In this talk I will introduce a new means of constructing families of expanders by approximating actions on metric measure spaces. I will then illustrate some unexpected geometric and rigidity properties of the expanders thus obtained.

Randomly perturbed graphs and spanning trees (Jaehoon Kim)

A classical result of Komlós, Sárközy and Szemerédi states that every $n$-vertex graph with minimum degree at least $(1/2+ o(1))n$ contains every $n$-vertex tree with maximum degree at most $O(n/\log{n})$ as a subgraph, and the bounds on the degree conditions are sharp.

On the other hand, Krivelevich, Kwan and Sudakov recently proved that for every $n$-vertex graph $G$ with minimum degree at least $\alpha n$ for any fixed $\alpha >0$ and every $n$-vertex tree $T$ with bounded maximum degree, one can still find a copy of $T$ in $G$ with high probability after adding $O(n)$ randomly-chosen edges to $G$.

We extend this result to trees with unbounded maximum degree.

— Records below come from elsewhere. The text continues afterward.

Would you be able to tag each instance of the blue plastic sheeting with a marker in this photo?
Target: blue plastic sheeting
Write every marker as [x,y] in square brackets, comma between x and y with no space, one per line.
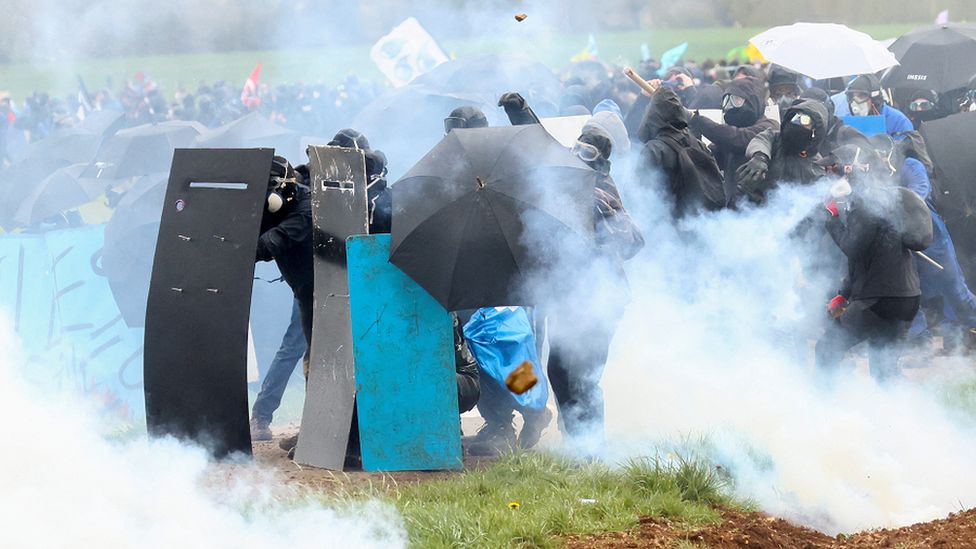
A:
[501,339]
[406,385]
[67,322]
[868,125]
[70,328]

More precisely, for a given $n^{\epsilon}\leq \Delta\leq cn/\log n$ and $\alpha>0$, we determined the precise number (up to a constant factor) of random edges that we need to add to an arbitrary $n$-vertex graph $G$ with minimum degree $\alpha n$ in order to guarantee with high probability a copy of any fixed $T$ with maximum degree at most $\Delta$. This is joint work with Felix Joos.